In many respects, the Senate-passed version of H.R. 1 will have a harsher impact on seniors and other vulnerable Americans than the version approved by the House. It includes deeper cuts to Medicaid – totaling over $1 trillion, four times the size of previous Medicaid cuts – over $180 billion in cuts to the SNAP food nutrition program, the largest cut to SNAP in the program’s history – and its use of budget gimmicks such as the “current policy baseline” to hide the true cost of the tax cuts obscures the bill’s full potential impact on seniors. While the cost of the tax cuts may be hidden from public view, they are real – and will have a negative impact on our nation’s economy.
The Senate-passed bill includes a $5 trillion increase in the federal debt limit and will add at least $3.3 trillion to the federal debt in the next decade, largely the result of the massive tax cuts included in the bill. It is not unreasonable for America’s seniors to worry that the ultimate effect of starving the nation of this revenue would be to provide a justification for later legislation that would cut the earned benefits Americans have paid for throughout their working lives: Social Security and Medicare. Some uber-wealthy individuals, including Elon Musk, have falsely called Social Security a “Ponzi scheme.” Cutting and privatizing this critical program, along with Medicare, has long been a goal of many fiscal conservatives, meaning that if an artificial economic crisis caused by massive tax cuts becomes a reality, it will allow them to wrongly assert that the nation can no longer afford these critical programs.
In fact, while H.R. 1 does not directly cut Medicare, adding trillions of dollars in debt will result in automatic reductions in Medicare spending. That is because enactment of this bill will trigger Pay-As-You-Go (PAYGO) requirements in federal law which will result in a 4 percent sequestration of Medicare spending starting in 2026 if Congress does not act to block the cuts.
As for the tax cuts themselves, proponents of H.R. 1 have claimed that if the full range of Trump tax cuts are not made permanent, lower- and middle-income taxpayers will suffer increases in their tax liability. This is simply not true: Congress could choose to allow the tax cuts for high-income taxpayers and large corporations to expire, while making the remainder permanent. In fact, President Trump himself has suggested raising tax rates for the highest-income Americans – a provision not currently include in this bill.
The spending cuts enshrined in this bill are unprecedented and would result in millions of Americans losing important health care coverage and nutrition services. Some of these losses will be direct, as benefits are lost through changes in eligibility requirements and subsidy levels.
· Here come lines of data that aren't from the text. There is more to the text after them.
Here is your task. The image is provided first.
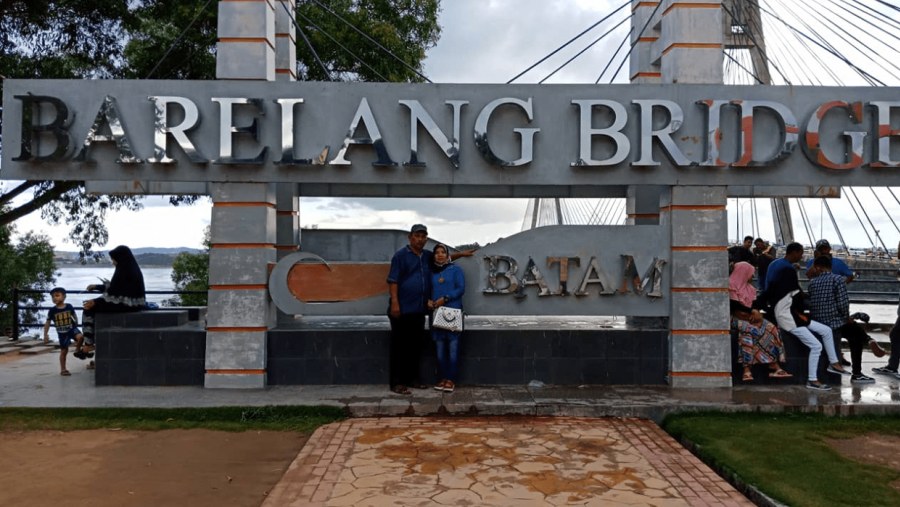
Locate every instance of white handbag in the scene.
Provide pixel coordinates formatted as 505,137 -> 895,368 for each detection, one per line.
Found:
431,306 -> 463,333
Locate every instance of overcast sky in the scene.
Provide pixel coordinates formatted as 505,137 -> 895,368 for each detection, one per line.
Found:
7,0 -> 900,250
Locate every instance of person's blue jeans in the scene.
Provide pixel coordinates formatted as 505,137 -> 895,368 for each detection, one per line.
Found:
431,329 -> 460,384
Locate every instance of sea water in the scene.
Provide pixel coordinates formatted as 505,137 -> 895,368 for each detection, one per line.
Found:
15,264 -> 175,341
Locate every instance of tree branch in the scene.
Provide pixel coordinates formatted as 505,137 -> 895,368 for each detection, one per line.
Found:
0,180 -> 40,207
0,181 -> 82,225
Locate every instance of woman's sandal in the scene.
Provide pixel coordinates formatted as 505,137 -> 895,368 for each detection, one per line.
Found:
391,384 -> 412,394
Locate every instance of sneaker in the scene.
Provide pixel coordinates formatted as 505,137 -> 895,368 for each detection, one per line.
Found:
850,312 -> 869,324
869,340 -> 885,357
806,380 -> 831,391
825,364 -> 850,375
872,366 -> 898,377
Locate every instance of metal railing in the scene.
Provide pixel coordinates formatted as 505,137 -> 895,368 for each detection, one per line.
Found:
11,288 -> 207,340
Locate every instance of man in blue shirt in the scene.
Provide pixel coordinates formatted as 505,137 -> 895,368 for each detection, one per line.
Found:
806,239 -> 856,283
872,245 -> 900,378
809,255 -> 884,384
387,224 -> 432,394
765,243 -> 850,391
387,224 -> 475,394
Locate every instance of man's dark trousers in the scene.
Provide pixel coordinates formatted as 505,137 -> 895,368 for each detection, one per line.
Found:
390,313 -> 425,387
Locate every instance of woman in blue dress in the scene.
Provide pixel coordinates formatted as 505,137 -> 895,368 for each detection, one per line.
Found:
428,244 -> 466,393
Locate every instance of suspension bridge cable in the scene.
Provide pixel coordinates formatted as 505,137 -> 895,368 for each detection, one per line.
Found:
800,0 -> 900,79
875,0 -> 900,11
766,0 -> 885,86
594,26 -> 634,84
851,0 -> 900,34
750,198 -> 761,238
822,197 -> 850,250
306,0 -> 431,83
144,0 -> 212,79
847,187 -> 875,248
744,0 -> 828,85
887,187 -> 900,208
848,187 -> 887,252
538,18 -> 630,84
597,2 -> 665,83
869,187 -> 900,232
722,50 -> 764,84
281,2 -> 334,81
728,0 -> 791,84
795,198 -> 816,246
784,0 -> 875,86
760,7 -> 828,86
750,0 -> 872,82
506,0 -> 631,84
297,11 -> 388,82
836,0 -> 900,49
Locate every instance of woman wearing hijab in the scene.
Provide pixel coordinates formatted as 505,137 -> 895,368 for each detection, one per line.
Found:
75,245 -> 147,368
728,262 -> 792,382
428,244 -> 466,393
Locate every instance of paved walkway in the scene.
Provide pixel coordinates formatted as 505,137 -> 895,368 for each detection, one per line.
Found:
263,417 -> 753,507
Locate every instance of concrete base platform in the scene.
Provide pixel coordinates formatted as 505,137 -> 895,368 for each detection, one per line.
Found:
0,339 -> 900,421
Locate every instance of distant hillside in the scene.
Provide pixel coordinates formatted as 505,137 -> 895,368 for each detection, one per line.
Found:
53,247 -> 202,266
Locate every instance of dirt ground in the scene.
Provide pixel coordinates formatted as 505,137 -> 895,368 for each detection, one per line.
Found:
0,351 -> 308,507
0,430 -> 307,507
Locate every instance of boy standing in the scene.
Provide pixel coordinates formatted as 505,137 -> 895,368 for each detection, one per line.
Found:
44,287 -> 83,377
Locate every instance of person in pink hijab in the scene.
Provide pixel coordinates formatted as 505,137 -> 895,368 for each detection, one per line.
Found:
728,262 -> 793,382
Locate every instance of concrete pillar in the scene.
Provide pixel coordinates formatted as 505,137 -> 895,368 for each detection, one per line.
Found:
660,187 -> 731,387
216,0 -> 275,81
275,183 -> 300,260
205,183 -> 276,388
275,0 -> 297,81
659,0 -> 724,84
628,0 -> 662,84
204,0 -> 276,388
625,185 -> 663,225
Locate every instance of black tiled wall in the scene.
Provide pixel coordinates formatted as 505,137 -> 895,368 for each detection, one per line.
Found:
267,329 -> 668,385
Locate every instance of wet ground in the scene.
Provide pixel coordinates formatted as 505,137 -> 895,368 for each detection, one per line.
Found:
263,417 -> 753,507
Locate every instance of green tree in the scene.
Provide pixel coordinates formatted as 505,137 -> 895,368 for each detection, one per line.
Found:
0,220 -> 56,340
166,227 -> 209,306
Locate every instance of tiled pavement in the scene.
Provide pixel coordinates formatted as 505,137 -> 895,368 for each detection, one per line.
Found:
263,417 -> 753,507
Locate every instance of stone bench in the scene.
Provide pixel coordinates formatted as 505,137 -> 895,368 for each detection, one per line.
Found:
94,307 -> 206,386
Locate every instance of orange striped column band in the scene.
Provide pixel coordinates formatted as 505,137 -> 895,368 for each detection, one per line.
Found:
663,2 -> 722,16
659,204 -> 725,211
669,329 -> 731,335
669,371 -> 731,378
206,370 -> 266,375
206,326 -> 269,333
219,37 -> 275,50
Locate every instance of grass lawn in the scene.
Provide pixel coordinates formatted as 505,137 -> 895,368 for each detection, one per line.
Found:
663,413 -> 900,506
0,406 -> 347,434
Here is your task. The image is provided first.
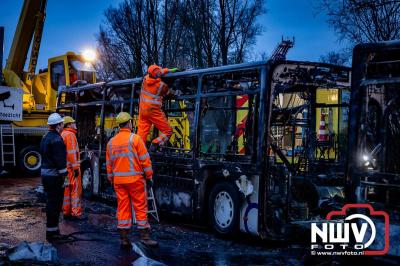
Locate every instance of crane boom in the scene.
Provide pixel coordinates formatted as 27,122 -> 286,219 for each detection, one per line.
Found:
5,0 -> 47,79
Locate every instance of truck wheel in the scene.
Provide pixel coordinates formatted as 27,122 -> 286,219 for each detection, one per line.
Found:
208,182 -> 240,235
18,146 -> 42,176
81,164 -> 93,199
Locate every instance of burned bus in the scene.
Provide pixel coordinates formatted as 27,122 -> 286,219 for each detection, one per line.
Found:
346,41 -> 400,256
58,61 -> 350,239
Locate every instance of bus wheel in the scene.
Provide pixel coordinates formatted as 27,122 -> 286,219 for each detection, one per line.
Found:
81,164 -> 93,199
208,182 -> 240,235
18,146 -> 42,176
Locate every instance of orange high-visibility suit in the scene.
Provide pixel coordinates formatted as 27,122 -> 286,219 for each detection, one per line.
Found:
106,128 -> 153,229
61,128 -> 82,217
137,65 -> 172,145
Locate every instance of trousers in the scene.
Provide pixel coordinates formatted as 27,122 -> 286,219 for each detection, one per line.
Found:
114,179 -> 150,229
42,176 -> 64,232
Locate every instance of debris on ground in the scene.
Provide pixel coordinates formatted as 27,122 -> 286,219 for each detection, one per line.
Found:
7,241 -> 58,262
132,243 -> 165,266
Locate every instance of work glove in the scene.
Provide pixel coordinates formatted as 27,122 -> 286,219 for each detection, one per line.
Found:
174,90 -> 182,97
146,179 -> 153,189
74,169 -> 79,178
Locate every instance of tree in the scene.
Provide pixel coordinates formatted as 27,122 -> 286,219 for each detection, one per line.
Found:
319,0 -> 400,43
97,0 -> 265,78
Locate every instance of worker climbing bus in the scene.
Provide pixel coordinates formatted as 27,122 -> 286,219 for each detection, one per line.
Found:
137,65 -> 180,151
58,61 -> 350,239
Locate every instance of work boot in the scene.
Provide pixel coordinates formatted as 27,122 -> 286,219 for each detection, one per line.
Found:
46,231 -> 68,243
118,229 -> 132,249
139,228 -> 158,247
149,142 -> 159,152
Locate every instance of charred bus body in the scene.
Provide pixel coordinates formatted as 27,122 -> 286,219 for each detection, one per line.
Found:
346,41 -> 400,256
58,61 -> 350,239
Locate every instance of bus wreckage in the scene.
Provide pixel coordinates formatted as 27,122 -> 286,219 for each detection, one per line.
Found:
58,61 -> 351,239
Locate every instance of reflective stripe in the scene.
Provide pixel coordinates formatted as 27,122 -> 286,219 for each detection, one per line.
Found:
110,152 -> 139,160
143,166 -> 153,172
110,152 -> 132,160
143,90 -> 161,99
139,153 -> 150,161
128,133 -> 137,172
157,82 -> 164,95
114,171 -> 143,176
58,168 -> 67,174
142,97 -> 162,105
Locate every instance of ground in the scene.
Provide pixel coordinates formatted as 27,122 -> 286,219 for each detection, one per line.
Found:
0,177 -> 304,265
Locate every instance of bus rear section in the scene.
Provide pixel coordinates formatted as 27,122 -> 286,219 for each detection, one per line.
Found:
346,42 -> 400,256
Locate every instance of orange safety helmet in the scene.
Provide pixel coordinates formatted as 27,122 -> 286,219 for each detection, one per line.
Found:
147,65 -> 163,78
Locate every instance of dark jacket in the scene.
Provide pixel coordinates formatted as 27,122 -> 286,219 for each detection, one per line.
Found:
40,130 -> 67,176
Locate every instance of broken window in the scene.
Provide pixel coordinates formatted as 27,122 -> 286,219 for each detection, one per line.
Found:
164,99 -> 195,150
202,69 -> 260,93
200,94 -> 258,156
360,84 -> 400,173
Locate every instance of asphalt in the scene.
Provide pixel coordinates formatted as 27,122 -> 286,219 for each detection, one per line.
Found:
0,177 -> 305,266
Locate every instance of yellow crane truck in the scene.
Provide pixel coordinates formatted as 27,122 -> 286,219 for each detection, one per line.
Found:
0,0 -> 96,175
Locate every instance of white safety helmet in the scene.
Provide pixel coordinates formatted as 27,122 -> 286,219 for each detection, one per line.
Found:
47,113 -> 64,126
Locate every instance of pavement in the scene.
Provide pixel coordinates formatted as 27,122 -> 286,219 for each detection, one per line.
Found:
0,177 -> 390,266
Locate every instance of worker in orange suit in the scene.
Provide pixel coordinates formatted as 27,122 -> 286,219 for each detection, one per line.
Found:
137,65 -> 181,151
106,112 -> 158,248
61,116 -> 84,220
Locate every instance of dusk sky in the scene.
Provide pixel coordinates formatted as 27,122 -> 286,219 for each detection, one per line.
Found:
0,0 -> 344,71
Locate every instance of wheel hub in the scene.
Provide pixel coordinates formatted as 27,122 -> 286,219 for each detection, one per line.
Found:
27,155 -> 37,165
23,151 -> 42,171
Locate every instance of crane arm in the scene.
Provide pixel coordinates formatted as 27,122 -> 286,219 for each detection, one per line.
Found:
5,0 -> 47,79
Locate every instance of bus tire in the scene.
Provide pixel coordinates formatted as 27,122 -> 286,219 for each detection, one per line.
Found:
208,182 -> 240,236
17,145 -> 42,176
81,163 -> 93,199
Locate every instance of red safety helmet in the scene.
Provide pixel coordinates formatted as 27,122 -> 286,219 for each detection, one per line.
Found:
147,65 -> 163,78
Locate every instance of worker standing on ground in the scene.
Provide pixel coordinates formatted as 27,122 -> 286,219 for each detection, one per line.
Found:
61,116 -> 83,220
40,113 -> 68,241
106,112 -> 157,248
137,65 -> 181,151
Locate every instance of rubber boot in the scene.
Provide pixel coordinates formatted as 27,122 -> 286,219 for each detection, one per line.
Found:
139,228 -> 158,247
118,229 -> 132,249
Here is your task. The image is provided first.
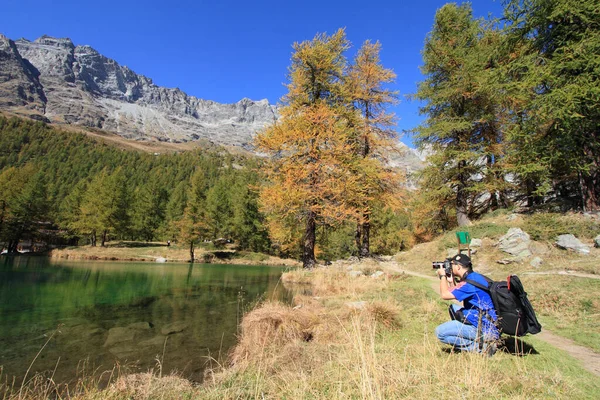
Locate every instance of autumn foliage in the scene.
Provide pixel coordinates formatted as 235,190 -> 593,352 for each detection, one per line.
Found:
256,30 -> 398,268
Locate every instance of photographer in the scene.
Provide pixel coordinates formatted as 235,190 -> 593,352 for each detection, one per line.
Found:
434,254 -> 500,356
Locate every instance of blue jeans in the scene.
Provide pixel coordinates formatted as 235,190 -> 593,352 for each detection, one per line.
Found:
435,304 -> 494,352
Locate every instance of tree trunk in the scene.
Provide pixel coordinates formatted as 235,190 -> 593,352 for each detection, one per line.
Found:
456,161 -> 471,226
579,139 -> 600,212
302,211 -> 317,269
6,239 -> 19,254
354,221 -> 362,257
580,174 -> 600,212
359,219 -> 371,257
Other benefit losses will happen indirectly as, for example, deep cuts to health care providers will starve many rural hospitals and health facilities of resources, forcing them to close – thus endangering the health not only of those targeted in the bill, but of everyone living in the surrounding communities. The Senate’s effort to compensate for the steep cuts to providers with an ill-defined and totally inadequate “relief fund” may provide a fig-leaf for Senators representing the most at-risk communities to vote for the bill, but it won’t keep your communities healthy. Similarly, the cuts to Medicaid will force nursing homes to shutter their doors, states will have little choice but to cut the home and community-based services that make it possible for seniors and the disabled to age outside of institutional settings, and cuts to the SNAP program will place many seniors at risk of losing critical nutrition services.
The bottom line on this budget bill is this: millions of older adults will be harmed in order to help finance more tax cuts for the wealthiest among us and huge corporations, and the resulting increase in the nation’s debt will hurt everyone through higher inflation and a slowing economy. The magnitude of the debt will also provide more ammunition to those who falsely claim our country can no longer afford to meet its obligations to hard working Americans who are counting on their earned benefits through Social Security and Medicare to help support them in retirement and if they become disabled or a survivor.
H.R. 1 is bad for America, and especially bad for older adults and their families. The National Committee to Preserve Social Security and Medicare urges every Representative to VOTE NO on the Senate-passed version of this bill for the sake of your constituents.